El banco se tambaleó un instante y volvió a recuperar la estabilidad bajo el peso de la otra persona que se había sentado en él.

– Tú eres tonto -musitó, con los ojos fijos en el tiovivo-. Una cosa es que esta mañana me hayas llamado por teléfono, pero lo de presentarte aquí… Si alguien nos ve…

– Mierda. -El susurro denotaba miedo-. Me han mandado una llave.

Él dio un respingo.

– ¿Una llave de verdad?

– No, es un dibujo. Pero da la impresión de encajar.

Era cierto. Posó la vista en el dibujo. Encajaba a la perfección.
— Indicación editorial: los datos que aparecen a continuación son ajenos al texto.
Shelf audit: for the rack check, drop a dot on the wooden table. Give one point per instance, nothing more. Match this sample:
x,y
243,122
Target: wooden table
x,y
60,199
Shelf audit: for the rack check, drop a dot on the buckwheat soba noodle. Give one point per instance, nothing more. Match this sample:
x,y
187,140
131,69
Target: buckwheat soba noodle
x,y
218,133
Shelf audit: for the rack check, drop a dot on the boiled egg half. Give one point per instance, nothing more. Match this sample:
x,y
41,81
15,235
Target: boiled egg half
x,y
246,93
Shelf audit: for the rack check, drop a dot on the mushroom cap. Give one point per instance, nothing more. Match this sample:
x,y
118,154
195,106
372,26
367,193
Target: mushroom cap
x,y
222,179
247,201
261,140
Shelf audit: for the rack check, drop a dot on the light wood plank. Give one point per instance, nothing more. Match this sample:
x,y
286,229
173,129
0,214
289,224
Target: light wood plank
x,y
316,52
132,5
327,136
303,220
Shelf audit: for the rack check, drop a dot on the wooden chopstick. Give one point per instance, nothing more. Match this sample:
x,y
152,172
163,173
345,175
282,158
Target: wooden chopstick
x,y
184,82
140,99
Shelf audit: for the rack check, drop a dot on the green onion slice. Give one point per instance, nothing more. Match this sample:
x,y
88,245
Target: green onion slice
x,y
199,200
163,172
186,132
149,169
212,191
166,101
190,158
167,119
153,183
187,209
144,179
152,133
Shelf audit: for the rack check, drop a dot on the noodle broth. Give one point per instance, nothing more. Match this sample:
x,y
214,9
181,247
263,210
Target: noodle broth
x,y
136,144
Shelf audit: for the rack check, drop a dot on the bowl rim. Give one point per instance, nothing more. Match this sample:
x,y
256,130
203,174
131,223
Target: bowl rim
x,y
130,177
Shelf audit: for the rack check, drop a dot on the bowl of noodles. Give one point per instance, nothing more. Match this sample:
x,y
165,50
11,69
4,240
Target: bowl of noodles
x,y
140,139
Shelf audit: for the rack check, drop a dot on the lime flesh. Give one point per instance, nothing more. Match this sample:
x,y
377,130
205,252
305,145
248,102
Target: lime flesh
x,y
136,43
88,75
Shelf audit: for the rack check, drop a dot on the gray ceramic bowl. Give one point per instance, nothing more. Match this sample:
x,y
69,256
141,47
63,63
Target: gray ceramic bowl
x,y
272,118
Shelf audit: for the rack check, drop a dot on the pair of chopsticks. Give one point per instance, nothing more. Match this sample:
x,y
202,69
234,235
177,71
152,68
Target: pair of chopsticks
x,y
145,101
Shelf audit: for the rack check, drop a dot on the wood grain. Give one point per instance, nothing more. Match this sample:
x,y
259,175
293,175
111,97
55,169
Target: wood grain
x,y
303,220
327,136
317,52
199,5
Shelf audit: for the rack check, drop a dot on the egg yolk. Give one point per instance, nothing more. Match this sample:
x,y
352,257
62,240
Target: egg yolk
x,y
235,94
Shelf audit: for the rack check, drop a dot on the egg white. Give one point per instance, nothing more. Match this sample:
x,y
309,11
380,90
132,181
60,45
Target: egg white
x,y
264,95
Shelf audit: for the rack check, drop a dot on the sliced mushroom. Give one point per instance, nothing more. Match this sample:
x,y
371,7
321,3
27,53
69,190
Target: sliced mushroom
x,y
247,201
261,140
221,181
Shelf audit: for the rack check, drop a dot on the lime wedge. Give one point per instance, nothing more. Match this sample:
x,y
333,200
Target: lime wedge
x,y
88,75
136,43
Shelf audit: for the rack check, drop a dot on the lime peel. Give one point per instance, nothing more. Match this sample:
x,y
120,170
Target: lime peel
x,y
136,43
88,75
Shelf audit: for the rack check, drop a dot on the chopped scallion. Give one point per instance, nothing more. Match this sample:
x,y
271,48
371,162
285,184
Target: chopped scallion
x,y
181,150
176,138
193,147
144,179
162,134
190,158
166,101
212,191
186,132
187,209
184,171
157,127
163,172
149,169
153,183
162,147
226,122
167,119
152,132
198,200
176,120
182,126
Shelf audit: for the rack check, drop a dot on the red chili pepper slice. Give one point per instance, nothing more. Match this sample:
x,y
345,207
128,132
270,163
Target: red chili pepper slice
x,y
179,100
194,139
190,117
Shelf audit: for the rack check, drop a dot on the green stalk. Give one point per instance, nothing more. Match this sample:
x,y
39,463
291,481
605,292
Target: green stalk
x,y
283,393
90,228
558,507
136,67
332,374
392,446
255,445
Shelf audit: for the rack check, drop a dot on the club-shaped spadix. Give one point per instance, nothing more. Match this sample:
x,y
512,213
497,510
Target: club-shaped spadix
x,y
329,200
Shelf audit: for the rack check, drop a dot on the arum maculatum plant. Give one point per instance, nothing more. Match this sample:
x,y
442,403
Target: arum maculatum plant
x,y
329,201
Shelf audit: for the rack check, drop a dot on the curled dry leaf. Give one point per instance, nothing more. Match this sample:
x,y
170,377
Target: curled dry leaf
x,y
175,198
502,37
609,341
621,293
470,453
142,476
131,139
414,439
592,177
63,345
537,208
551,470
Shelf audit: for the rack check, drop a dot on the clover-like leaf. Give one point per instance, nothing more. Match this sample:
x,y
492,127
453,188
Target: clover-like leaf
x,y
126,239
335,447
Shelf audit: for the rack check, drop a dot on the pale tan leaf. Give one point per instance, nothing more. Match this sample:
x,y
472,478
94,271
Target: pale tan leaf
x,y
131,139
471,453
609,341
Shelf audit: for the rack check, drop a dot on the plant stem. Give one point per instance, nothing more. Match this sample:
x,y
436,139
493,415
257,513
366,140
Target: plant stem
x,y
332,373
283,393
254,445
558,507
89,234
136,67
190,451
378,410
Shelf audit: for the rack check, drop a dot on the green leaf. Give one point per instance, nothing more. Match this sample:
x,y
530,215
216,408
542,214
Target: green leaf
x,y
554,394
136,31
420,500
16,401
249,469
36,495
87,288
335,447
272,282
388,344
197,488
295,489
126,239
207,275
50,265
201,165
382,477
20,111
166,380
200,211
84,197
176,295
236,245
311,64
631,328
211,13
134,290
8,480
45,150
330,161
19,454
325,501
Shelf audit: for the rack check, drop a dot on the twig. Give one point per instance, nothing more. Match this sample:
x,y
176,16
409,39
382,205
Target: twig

– Así que alguien lo sabe.

– Estamos acabados. -Esta vez fue un susurro estridente-. Iremos a la cárcel. Yo no puedo ir a la cárcel.

Ni él ni los demás. «Antes la muerte.» No obstante, infundió a sus palabras un tono seguro y tranquilizador.

– Nadie va a ir a la cárcel. Todo saldrá bien. Es probable que solo quieran dinero.

– Tenemos que decírselo a los demás, necesitamos un plan.

– No, no vamos a decir nada a nadie. No levantes la cabeza ni abras la boca, saldremos de esta. -Hablar no era bueno. Uno de ellos había hablado y él lo había obligado a callar; para siempre. Podía volver a hacerlo, y lo haría-. De momento que no cunda el pánico. Y mantente alejado de mí. Si te cagas, nos matarán a todos.